Vingt ans après la découverte des supraconducteurs à haute température critique, la compréhension des mécanismes à l'origine de cette supraconductivité est encore loin d'être établie. Un pas important vient toutefois d'être franchi par une équipe du Laboratoire Léon Brillouin (LLB, laboratoire commun CEA-CNRS) qui tend à valider l'un des modèles théoriques en concurrence pour expliquer le processus qui conduit certains composés à base d'oxyde de cuivre à devenir supraconducteurs.
Cette découverte, qui fait l'objet d'une publication le 19 mai dans la revue Physical Review Letters, constitue une étape importante dans la maîtrise de la supraconductivité à haute température.
Depuis la découverte en 1986 des supraconducteurs à haute température critique, la supraconductivité n'est plus confinée aux températures très basses, mais la théorie permettant d'expliquer les performances de ces matériaux à base d'oxyde de cuivre reste à établir. Grâce aux expériences menées par le LLB sur le réacteur expérimental Orphée, les chercheurs viennent de lever le voile sur l'une des phases les plus obscures de ces matériaux.
Paradoxalement, ce n'est pas la phase supraconductrice qui résistait jusqu'ici à la compréhension des chercheurs, mais la phase intermédiaire entre l'état métallique du matériau à température ambiante et l'état supraconducteur, atteint à plus basse température. Cette phase intermédiaire, appelée phase de pseudo-gap, présente de nombreuses propriétés électroniques anormales. Plusieurs modèles théoriques ont été proposés pour décrire cette phase, dont celui du professeur C.M. Varma, de l'Université de Riverside (Californie). Ce modèle postule un ordre caché d'où émergerait l'état supraconducteur de la matière: en dessous d'une certaine température, apparaîtrait un nouvel état de la matière dans lequel des boucles microscopiques de courant électrique se formeraient de manière spontanée. C'est ce type d'approche qu'une équipe du LLB est parvenue à valider.
Pour vérifier cette théorie, les chercheurs du LLB ont fait diffuser les faisceaux de neutrons du réacteur expérimental Orphée sur des échantillons supraconducteurs à haute température critique*. Plusieurs échantillons couvrant les différentes phases de ces matériaux ont été étudiés. Dans la phase de pseudo-gap qui précède la phase supraconductrice, cette expérience de diffraction de neutrons polarisés a mis en évidence un ordre magnétique caché qui serait la signature de ces courants microscopiques circulant à l'intérieur de chaque maille élémentaire. Cette découverte est certainement l'une des clés qui permettra de mieux comprendre les propriétés de ces matériaux révolutionnaires que sont les supraconducteurs à haute température critique et par la suite la nature exacte de la phase supraconductrice à haute température.

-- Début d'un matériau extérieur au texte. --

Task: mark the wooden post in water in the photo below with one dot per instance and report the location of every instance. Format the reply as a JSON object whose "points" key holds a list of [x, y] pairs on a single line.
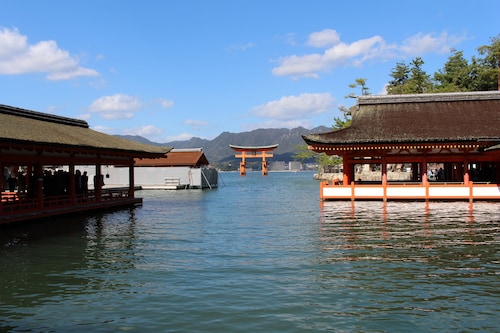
{"points": [[245, 152]]}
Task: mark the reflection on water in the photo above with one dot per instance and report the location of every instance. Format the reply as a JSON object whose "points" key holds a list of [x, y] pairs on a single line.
{"points": [[259, 253]]}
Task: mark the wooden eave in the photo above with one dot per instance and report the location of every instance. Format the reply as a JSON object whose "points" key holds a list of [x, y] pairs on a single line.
{"points": [[416, 120], [254, 148], [194, 159], [30, 134]]}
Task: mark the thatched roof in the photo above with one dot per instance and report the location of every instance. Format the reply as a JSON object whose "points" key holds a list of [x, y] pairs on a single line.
{"points": [[25, 127], [449, 117], [176, 158]]}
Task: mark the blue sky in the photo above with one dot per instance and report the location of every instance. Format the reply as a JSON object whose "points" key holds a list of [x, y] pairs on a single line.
{"points": [[172, 70]]}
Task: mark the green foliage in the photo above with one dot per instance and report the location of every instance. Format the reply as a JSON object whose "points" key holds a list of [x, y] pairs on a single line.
{"points": [[457, 74], [302, 153]]}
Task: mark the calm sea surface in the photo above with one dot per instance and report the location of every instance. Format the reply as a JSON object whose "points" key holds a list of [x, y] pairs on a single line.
{"points": [[256, 254]]}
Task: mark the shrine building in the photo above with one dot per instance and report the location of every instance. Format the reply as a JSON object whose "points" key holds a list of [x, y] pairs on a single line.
{"points": [[449, 143], [42, 158]]}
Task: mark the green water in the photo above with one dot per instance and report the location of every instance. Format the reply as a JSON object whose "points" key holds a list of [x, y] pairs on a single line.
{"points": [[256, 254]]}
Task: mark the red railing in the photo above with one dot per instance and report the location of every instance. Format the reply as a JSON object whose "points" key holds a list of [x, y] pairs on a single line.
{"points": [[15, 203]]}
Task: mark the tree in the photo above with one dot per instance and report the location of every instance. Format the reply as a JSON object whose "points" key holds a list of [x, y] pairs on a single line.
{"points": [[419, 81], [400, 75], [456, 75], [410, 79], [342, 123], [360, 82], [491, 62], [302, 153]]}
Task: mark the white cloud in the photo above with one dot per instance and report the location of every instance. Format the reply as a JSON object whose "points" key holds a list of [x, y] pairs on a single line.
{"points": [[195, 124], [323, 38], [180, 137], [421, 44], [103, 129], [117, 106], [358, 52], [144, 131], [290, 108], [165, 103], [243, 47], [278, 124], [19, 57]]}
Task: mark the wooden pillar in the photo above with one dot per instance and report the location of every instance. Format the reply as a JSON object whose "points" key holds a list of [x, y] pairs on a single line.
{"points": [[98, 182], [466, 172], [39, 185], [264, 164], [423, 172], [384, 178], [72, 183], [243, 164], [131, 179], [348, 171]]}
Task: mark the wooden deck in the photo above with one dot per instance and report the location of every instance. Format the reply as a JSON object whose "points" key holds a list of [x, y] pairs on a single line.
{"points": [[411, 191], [16, 207]]}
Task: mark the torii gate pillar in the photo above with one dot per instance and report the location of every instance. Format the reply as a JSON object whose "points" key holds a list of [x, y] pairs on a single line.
{"points": [[245, 152]]}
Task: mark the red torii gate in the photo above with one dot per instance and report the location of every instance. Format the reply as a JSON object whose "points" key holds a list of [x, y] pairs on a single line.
{"points": [[245, 152]]}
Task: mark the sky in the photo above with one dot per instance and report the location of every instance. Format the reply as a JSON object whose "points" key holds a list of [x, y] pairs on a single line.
{"points": [[172, 70]]}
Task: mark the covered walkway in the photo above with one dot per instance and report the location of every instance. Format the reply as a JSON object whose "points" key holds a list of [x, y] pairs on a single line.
{"points": [[41, 156], [449, 143]]}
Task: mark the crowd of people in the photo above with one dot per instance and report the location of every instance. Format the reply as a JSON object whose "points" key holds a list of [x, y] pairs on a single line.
{"points": [[55, 182]]}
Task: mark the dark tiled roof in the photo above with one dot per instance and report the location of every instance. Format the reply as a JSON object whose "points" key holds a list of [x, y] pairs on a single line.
{"points": [[175, 158], [27, 127], [419, 119]]}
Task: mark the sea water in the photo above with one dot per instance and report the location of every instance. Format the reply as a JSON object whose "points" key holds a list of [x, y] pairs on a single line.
{"points": [[260, 253]]}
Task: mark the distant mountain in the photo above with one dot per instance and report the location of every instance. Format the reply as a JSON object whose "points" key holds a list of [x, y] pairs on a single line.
{"points": [[217, 150]]}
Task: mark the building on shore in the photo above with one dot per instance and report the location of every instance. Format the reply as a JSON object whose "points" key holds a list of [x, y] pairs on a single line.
{"points": [[458, 131], [42, 157]]}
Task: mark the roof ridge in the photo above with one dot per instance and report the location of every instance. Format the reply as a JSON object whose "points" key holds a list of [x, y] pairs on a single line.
{"points": [[19, 112], [433, 97]]}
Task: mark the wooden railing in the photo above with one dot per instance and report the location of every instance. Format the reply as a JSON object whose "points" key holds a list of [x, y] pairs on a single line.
{"points": [[411, 191], [14, 203]]}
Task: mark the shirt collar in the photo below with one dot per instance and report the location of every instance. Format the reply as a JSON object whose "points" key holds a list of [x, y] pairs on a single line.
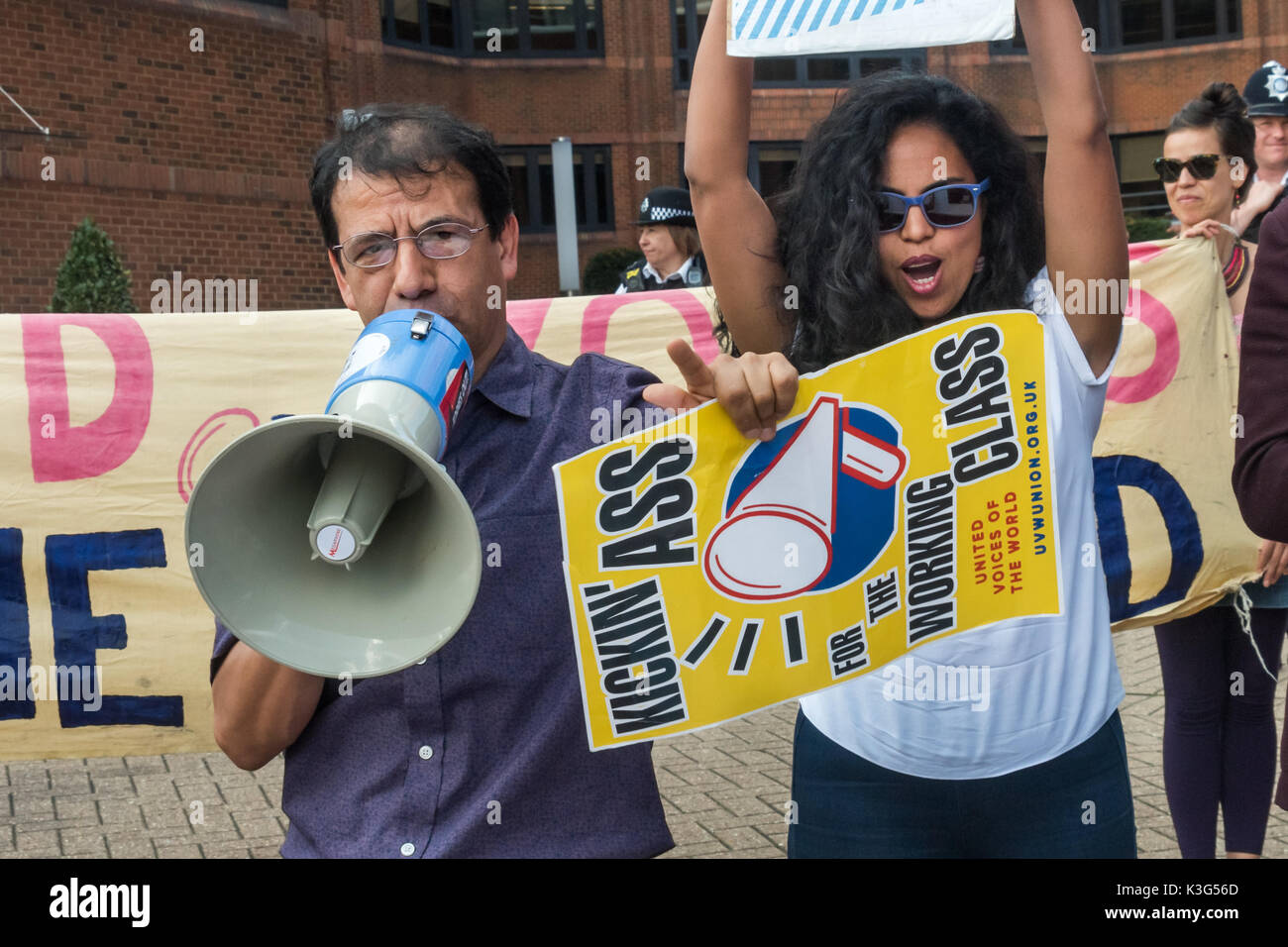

La supraconductivité en quelques mots
Découverte aux Pays-Bas en 1911, la supraconductivité est la propriété que possèdent certains matériaux de conduire le courant électrique sans résistance, à condition que leur température soit inférieure à une certaine valeur appelée température critique (Tc). Dans l'état supraconducteur, les courants électriques peuvent circuler sans aucune dissipation de puissance, et, dans le cas d'un système bouclé sur lui-même, de manière quasi-stationnaire.
Lévitation observée dans un état de supraconductivité "froide" (effet Meissner)
Pour la plupart des matériaux, les températures critiques, exprimées en kelvin (K), varient entre 1 et 20 K (soit entre -272 et -253 degrés Celsius), ce qui nécessite un refroidissement à l'hélium liquide. Depuis 1986, des matériaux ayant des températures critiques pouvant atteindre 135 K (-138 degrés Celsius) ont été découverts. Ces matériaux à base d'oxyde de cuivre, appelés supraconducteurs à haute température critique, peuvent être refroidis à l'azote liquide, ce qui rend leur utilisation beaucoup plus accessible.
De nombreux laboratoires sont en compétition à travers le monde pour découvrir les fondements théoriques de la supraconductivité à haute température critique et mettre au point des matériaux supraconducteurs à température ambiante. Les enjeux scientifiques et technologies sont majeurs car les contraintes liées aux très basses températures nécessaires pour atteindre l'état supraconducteur de la matière restent un frein au développement des technologies utilisant la supraconductivité.
* Cette technique permet d'observer la structure atomique et magnétique des matériaux.